ALBERT model Pretraining and Fine Tuning using TF2.0 with Pre Layer Normalization

Primary LanguagePythonApache License 2.0Apache-2.0


ALBERT model Fine Tuning using TF2.0

This repository contains TensorFlow 2.0 implementation for ALBERT.


  • python3
  • pip install -r requirements.txt

ALBERT Pre-training

ALBERT model pre-training from scratch and Domain specific fine-tuning.
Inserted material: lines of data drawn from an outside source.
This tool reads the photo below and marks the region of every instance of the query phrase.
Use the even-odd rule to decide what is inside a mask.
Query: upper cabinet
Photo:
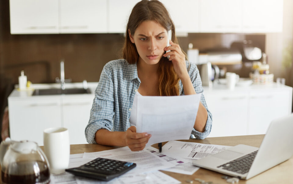
[[[282,30],[283,0],[160,0],[177,33]],[[12,34],[125,33],[139,0],[10,0]]]
[[[107,32],[107,0],[59,0],[61,33]]]
[[[58,0],[10,0],[11,34],[58,33]]]
[[[241,32],[242,2],[242,0],[201,1],[201,32]]]
[[[108,32],[125,33],[126,26],[132,9],[137,0],[108,0]]]
[[[245,0],[243,9],[243,32],[282,32],[282,0]]]
[[[161,0],[171,16],[176,33],[198,33],[199,0]]]

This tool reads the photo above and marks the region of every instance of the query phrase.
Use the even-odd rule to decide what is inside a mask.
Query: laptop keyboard
[[[245,174],[249,170],[258,151],[254,151],[217,167],[222,168],[223,169],[238,174]]]

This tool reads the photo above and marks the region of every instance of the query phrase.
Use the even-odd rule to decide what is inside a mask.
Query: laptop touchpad
[[[230,150],[226,150],[212,156],[224,160],[232,160],[244,154],[243,153],[235,152]]]

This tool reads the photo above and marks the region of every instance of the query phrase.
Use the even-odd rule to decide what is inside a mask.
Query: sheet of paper
[[[146,147],[171,140],[189,139],[201,95],[138,96],[136,132],[152,135]]]
[[[92,158],[92,160],[97,157],[136,163],[136,167],[128,172],[129,173],[140,173],[163,169],[173,166],[173,165],[148,151],[132,151],[127,147],[98,152],[85,153],[83,158]]]
[[[175,157],[170,156],[167,153],[160,153],[159,150],[151,147],[148,147],[146,150],[174,165],[172,167],[163,169],[164,171],[191,175],[199,168],[199,167],[193,165],[192,160],[179,158],[178,157],[177,158],[175,158]]]
[[[162,149],[164,152],[165,150],[171,155],[197,160],[222,151],[231,147],[172,140],[166,143]]]
[[[78,184],[177,184],[181,183],[178,180],[157,171],[144,173],[131,174],[127,173],[108,182],[99,181],[80,177],[77,177],[76,180]]]

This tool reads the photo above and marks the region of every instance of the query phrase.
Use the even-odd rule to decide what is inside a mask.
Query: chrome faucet
[[[65,89],[65,77],[64,75],[64,61],[62,60],[60,62],[60,83],[61,89]]]

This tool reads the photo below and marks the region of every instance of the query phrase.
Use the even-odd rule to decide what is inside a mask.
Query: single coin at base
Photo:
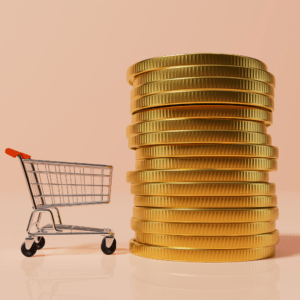
[[[278,148],[268,145],[214,144],[214,145],[160,145],[136,149],[136,159],[158,157],[266,157],[277,158]]]
[[[239,78],[215,78],[215,77],[194,77],[179,78],[146,83],[132,89],[131,100],[147,95],[159,93],[172,93],[179,90],[216,90],[216,91],[242,91],[266,95],[274,98],[274,88],[268,83]]]
[[[244,78],[266,82],[271,86],[275,86],[274,75],[264,70],[236,66],[202,65],[169,67],[167,69],[144,73],[135,78],[133,87],[135,88],[155,81],[189,77]]]
[[[259,132],[234,130],[180,130],[151,132],[130,136],[131,149],[168,144],[262,144],[270,145],[271,136]]]
[[[140,159],[136,171],[142,170],[245,170],[274,171],[277,161],[272,158],[189,157]]]
[[[143,133],[173,130],[233,130],[267,133],[267,126],[261,122],[245,120],[160,120],[129,125],[126,130],[126,135],[129,137]]]
[[[137,231],[135,240],[138,243],[191,249],[243,249],[273,246],[279,242],[279,232],[275,230],[270,233],[251,236],[183,236],[183,235],[162,235]]]
[[[277,196],[178,197],[134,196],[135,206],[165,208],[259,208],[275,207]]]
[[[275,246],[250,249],[178,249],[158,247],[130,240],[129,250],[132,254],[162,260],[191,262],[233,262],[250,261],[274,256]]]
[[[127,172],[127,182],[268,182],[261,171],[152,170]]]
[[[249,223],[278,219],[278,208],[256,209],[182,209],[134,207],[133,217],[140,220],[183,223]]]
[[[142,60],[128,68],[127,80],[133,84],[135,77],[140,74],[168,67],[189,65],[226,65],[267,70],[267,66],[263,62],[252,57],[219,53],[191,53]]]
[[[181,105],[137,112],[132,124],[166,119],[241,119],[272,124],[272,113],[262,108],[238,105]]]
[[[275,221],[252,223],[176,223],[131,218],[131,229],[144,233],[184,236],[248,236],[274,231]]]

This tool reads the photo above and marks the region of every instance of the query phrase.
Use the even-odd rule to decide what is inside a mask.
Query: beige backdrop
[[[112,164],[129,196],[127,68],[158,55],[218,52],[265,62],[277,80],[277,190],[299,191],[300,1],[0,2],[1,191],[26,191],[6,147],[36,159]],[[131,205],[131,204],[130,204]]]

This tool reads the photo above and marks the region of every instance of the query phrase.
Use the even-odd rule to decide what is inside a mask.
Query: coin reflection
[[[280,299],[275,260],[185,263],[130,255],[134,299]]]
[[[103,256],[98,262],[84,262],[65,257],[63,261],[44,257],[24,259],[21,267],[26,276],[29,298],[36,299],[108,299],[101,287],[114,275],[116,257]]]

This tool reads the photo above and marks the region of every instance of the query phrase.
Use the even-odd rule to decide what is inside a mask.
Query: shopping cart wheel
[[[106,246],[106,240],[111,242],[110,240],[113,239],[113,242],[110,247]],[[117,241],[114,237],[104,237],[101,243],[101,250],[103,251],[104,254],[110,255],[113,254],[117,249]]]
[[[36,243],[36,249],[42,249],[46,244],[45,238],[43,236],[38,237],[38,243]]]
[[[33,256],[33,255],[36,253],[36,250],[37,250],[37,249],[36,249],[36,243],[35,243],[35,242],[32,243],[30,249],[27,249],[27,248],[26,248],[25,242],[24,242],[24,243],[22,244],[22,246],[21,246],[21,251],[22,251],[22,253],[23,253],[25,256],[27,256],[27,257]]]

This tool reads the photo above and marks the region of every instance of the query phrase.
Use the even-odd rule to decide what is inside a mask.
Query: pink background
[[[276,77],[271,181],[300,191],[299,10],[300,1],[276,0],[2,1],[1,149],[112,164],[113,191],[129,193],[127,68],[159,55],[240,54]],[[0,160],[2,189],[23,190],[19,165]]]
[[[126,71],[150,57],[197,52],[251,56],[276,77],[274,124],[268,133],[279,148],[278,171],[270,181],[277,186],[281,233],[274,260],[281,276],[273,283],[282,297],[272,299],[299,299],[299,15],[299,0],[1,1],[0,225],[6,299],[20,294],[37,299],[27,293],[31,277],[23,270],[27,263],[40,266],[42,258],[44,273],[61,263],[70,270],[92,269],[101,259],[117,263],[109,281],[86,281],[82,288],[70,283],[65,295],[77,288],[100,297],[99,287],[106,287],[105,299],[117,299],[121,292],[131,299],[137,293],[130,285],[135,271],[127,255],[133,196],[126,172],[134,169],[135,155],[125,134],[131,122]],[[104,257],[94,237],[53,237],[39,257],[25,259],[20,245],[30,199],[19,162],[4,154],[7,147],[33,159],[112,164],[112,203],[62,209],[62,219],[114,228],[117,255]],[[162,296],[169,299],[168,293]]]

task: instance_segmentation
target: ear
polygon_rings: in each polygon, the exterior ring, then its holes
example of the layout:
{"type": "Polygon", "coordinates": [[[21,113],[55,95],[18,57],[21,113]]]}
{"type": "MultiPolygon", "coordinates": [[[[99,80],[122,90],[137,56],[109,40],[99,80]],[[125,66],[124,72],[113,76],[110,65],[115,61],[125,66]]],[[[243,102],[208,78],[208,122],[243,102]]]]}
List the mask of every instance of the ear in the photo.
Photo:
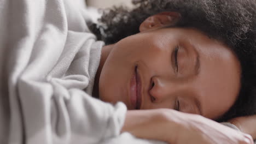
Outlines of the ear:
{"type": "Polygon", "coordinates": [[[181,19],[176,12],[163,12],[148,17],[139,26],[141,32],[168,26],[174,26],[181,19]]]}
Instructions here

Download ALBERT TF 2.0 weights

Verison 1 Version 2
base base
large large
xlarge xlarge
xxlarge xxlarge

unzip the model inside repo.

Above weights does not contain the final layer in original model. Now can only be used for fine tuning downstream tasks.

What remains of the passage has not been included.